Provincial Election in Iraq
According to az-Zaman, the 40-person provincial council of the province of Salahuddin has elected a new governor, Falah Hasan Mustafa al-Naqib.
This story is of course a minor one, but I am paraphrasing it here because I think it sheds great light on provincial Iraqi affairs about which those of us here in the West hear only rarely.
The previous governor resigned just before going on pilgrimage to Mecca. Eleven of the 40 council members were also on pilgrimage, so al-Naqib was elected with only 29 present. One of al-Naqib’s rivals in the election, Abdullah Ijbarah, got 8 votes,and Thamar Sultan received 5. Al-Naqib won with 16 votes.
Al-Naqib’s father had been a major general in the Iraqi army in the 1970s and then the Baath government’s ambassador to Sweden at the end of the 1970s. He broke with the Saddam regime and became a political refugee in Syria. Al-Naqib himself has an engineering B.Sc. He is the 10th governor of Salahuddin in modern Iraq, and the article calls him the first to be elected. He is the first to hail from Samarra’.
The province (or “governorate”) of Salahuddin includes the city of Samarra and falls in the north-central Sunni heartland of Iraq.
The story raises many questions for me. Why was the vote held while over a quarter of the provincial council members are on pilgrimage in Saudi Arabia? Wouldn’t it have been better to wait until their return? Why did the previous governor resign? Did he and the 11 others go on pilgrimage as a way of extricating themselves from an unpleasant political situation? Was this house-keeping in preparation for the national elections at the end of May? What was the size and shape of the electorate that selected the 40 provincial council members to begin with? How representative are they of Salahuddin, really?

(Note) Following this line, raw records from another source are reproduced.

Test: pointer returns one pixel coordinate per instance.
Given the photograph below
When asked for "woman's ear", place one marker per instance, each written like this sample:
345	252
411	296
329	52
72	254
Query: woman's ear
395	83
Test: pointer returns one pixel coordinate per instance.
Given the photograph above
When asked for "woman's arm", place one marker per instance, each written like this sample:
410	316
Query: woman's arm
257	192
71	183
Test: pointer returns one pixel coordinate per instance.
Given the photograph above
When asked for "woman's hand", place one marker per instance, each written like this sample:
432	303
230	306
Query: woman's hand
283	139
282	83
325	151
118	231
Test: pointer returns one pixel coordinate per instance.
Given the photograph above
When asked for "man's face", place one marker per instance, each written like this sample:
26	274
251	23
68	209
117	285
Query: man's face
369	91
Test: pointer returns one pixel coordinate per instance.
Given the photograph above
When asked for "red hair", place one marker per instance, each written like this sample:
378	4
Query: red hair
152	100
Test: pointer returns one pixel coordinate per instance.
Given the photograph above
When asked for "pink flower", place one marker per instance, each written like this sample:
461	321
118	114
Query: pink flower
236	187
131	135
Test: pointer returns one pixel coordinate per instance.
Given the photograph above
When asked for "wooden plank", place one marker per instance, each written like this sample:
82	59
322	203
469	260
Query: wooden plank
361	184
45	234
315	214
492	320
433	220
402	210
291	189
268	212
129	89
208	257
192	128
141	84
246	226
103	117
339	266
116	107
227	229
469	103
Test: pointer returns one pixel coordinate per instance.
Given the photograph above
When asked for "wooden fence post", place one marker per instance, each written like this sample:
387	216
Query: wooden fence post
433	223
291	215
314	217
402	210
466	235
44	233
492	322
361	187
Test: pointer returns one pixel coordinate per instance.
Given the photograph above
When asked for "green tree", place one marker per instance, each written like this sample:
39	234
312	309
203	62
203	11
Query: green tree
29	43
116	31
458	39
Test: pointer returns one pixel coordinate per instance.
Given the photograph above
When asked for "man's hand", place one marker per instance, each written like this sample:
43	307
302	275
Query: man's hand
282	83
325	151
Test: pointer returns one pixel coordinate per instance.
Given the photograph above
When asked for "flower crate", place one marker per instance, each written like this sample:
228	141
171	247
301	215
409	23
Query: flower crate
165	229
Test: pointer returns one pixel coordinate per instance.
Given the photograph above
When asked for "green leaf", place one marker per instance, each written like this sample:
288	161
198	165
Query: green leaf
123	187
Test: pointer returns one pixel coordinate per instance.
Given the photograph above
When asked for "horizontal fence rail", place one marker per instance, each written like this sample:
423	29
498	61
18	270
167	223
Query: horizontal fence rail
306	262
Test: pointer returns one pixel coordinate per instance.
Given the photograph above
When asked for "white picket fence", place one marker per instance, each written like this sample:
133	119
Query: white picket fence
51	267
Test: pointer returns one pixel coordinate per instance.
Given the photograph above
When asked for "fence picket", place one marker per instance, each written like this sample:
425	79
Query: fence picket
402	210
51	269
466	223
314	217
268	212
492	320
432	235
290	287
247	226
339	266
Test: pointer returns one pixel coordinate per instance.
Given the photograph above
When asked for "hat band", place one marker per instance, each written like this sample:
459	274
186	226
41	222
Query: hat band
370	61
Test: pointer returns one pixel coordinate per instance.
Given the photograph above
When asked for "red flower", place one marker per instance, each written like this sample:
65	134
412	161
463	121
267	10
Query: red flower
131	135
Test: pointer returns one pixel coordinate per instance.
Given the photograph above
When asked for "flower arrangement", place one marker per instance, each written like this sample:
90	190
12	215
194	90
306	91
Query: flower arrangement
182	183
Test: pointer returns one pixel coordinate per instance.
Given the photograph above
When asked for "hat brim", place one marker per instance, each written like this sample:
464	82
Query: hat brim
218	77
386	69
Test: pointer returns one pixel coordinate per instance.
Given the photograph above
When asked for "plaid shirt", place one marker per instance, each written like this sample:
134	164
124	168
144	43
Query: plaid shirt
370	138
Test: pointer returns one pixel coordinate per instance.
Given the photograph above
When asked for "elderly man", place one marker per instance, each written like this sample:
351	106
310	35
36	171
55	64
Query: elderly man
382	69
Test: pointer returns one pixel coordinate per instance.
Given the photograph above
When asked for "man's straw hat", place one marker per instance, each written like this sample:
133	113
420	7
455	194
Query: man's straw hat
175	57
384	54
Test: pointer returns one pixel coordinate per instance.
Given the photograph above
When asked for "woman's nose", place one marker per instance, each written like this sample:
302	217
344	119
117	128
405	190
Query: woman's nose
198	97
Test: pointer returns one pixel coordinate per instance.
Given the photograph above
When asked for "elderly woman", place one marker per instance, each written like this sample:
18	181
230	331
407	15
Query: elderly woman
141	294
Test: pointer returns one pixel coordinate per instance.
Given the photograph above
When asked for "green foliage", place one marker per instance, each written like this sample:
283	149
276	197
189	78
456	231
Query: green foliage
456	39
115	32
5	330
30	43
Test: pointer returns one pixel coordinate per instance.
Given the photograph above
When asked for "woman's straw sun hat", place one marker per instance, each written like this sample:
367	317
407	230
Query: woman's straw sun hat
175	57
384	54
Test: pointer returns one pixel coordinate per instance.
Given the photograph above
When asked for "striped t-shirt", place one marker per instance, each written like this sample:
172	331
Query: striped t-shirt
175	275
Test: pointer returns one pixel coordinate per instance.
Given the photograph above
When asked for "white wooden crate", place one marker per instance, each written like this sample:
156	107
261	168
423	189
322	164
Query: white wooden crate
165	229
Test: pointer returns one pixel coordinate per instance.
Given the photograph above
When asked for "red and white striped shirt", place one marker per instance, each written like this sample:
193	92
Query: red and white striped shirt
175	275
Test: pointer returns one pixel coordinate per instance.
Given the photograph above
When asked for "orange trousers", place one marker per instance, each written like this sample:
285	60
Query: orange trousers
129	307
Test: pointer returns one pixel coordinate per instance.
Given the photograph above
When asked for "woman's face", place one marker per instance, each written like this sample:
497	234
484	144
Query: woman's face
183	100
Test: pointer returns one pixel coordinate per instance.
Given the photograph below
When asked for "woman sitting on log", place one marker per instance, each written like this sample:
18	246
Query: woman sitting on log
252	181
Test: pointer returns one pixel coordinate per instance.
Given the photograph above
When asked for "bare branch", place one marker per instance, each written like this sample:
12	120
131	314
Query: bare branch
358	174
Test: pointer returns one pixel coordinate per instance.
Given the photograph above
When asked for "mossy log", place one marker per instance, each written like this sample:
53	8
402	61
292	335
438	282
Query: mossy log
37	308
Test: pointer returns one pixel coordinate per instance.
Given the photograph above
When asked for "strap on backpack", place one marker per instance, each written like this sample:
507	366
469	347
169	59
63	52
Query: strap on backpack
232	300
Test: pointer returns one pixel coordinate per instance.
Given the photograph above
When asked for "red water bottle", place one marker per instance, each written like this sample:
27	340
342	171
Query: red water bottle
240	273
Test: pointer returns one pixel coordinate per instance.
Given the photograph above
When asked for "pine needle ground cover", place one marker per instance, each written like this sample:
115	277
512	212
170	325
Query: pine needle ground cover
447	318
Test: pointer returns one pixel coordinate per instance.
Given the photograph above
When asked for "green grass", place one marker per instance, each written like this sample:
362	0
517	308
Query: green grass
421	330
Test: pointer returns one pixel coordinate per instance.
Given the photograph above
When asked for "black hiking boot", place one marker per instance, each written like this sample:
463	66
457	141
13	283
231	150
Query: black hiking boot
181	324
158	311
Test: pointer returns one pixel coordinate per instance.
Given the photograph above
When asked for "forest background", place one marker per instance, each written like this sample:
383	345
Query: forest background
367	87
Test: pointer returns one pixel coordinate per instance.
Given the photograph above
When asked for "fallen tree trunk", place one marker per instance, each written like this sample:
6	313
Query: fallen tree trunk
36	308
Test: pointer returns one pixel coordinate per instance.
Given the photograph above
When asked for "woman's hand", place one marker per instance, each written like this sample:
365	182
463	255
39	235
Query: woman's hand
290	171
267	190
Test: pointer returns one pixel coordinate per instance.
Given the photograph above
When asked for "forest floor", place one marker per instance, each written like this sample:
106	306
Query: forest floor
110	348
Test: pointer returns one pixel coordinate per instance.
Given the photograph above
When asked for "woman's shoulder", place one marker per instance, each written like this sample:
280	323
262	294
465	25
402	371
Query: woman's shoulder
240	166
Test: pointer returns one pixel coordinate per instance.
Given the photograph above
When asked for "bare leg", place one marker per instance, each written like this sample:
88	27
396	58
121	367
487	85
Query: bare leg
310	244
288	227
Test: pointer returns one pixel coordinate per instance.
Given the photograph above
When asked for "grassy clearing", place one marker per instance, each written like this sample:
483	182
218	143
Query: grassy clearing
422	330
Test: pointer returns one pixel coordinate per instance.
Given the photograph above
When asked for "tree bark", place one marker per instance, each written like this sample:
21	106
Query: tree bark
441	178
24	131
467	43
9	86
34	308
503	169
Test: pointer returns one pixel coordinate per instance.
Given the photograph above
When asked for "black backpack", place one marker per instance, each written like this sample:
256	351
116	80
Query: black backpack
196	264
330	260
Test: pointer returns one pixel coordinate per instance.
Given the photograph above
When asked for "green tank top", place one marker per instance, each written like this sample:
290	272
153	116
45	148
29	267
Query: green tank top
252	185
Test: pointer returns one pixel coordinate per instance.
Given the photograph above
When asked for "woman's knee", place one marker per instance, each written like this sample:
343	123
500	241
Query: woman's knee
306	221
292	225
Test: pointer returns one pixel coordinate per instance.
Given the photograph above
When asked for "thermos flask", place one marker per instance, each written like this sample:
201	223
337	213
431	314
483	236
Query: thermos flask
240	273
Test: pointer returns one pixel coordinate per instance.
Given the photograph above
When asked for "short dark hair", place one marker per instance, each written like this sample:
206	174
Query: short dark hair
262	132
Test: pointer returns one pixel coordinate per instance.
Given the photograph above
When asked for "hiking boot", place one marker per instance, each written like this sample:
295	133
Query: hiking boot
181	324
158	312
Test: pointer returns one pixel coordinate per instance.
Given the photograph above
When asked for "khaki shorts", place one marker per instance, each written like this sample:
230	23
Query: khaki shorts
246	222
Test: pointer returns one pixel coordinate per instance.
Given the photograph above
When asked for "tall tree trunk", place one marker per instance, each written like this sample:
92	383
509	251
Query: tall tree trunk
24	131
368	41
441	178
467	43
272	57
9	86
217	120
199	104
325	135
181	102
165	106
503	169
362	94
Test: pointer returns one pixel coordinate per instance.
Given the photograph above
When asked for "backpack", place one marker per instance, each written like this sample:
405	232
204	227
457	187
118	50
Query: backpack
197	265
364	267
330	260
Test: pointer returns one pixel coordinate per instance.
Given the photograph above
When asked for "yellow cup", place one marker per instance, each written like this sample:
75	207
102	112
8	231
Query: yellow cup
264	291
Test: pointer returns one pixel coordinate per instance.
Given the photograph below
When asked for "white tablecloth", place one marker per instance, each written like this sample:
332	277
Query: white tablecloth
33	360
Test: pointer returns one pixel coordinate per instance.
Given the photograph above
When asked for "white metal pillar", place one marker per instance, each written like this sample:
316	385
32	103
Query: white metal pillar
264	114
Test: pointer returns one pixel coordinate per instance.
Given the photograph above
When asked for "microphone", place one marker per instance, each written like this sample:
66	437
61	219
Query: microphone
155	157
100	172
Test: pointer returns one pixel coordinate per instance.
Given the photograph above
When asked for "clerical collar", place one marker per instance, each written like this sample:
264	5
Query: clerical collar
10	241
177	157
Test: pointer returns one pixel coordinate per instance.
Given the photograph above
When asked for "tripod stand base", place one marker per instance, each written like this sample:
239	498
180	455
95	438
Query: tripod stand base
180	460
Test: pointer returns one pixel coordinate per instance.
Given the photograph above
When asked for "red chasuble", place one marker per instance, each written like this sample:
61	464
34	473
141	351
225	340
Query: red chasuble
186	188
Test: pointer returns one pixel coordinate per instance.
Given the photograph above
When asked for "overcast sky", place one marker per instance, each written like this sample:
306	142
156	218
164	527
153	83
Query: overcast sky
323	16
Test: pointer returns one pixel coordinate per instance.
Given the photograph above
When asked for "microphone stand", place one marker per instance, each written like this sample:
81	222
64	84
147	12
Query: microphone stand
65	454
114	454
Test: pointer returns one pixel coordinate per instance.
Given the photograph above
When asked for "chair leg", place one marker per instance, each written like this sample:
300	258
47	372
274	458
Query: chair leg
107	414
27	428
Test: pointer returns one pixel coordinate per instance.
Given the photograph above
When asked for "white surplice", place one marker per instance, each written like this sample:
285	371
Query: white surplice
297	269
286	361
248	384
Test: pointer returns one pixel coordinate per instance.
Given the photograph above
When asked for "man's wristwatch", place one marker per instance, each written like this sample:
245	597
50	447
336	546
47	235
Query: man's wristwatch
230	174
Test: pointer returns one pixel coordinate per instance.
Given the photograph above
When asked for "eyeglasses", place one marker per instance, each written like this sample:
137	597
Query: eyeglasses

One can only imagine what a Shiite leader like Sistani would think of this entire arrangement. Americans gathered “notables” [who might not have been representative] and had them select a 40-person council, and then part of that council elected al-Naqib, whose father was a major general in the Baathist army until he fell out with Saddam.
If the Bremer plan for Iraqi elections holds, it is this same council in Salahuddin that will choose 10 delegates to the electoral college that will in turn elect a transitional parliament.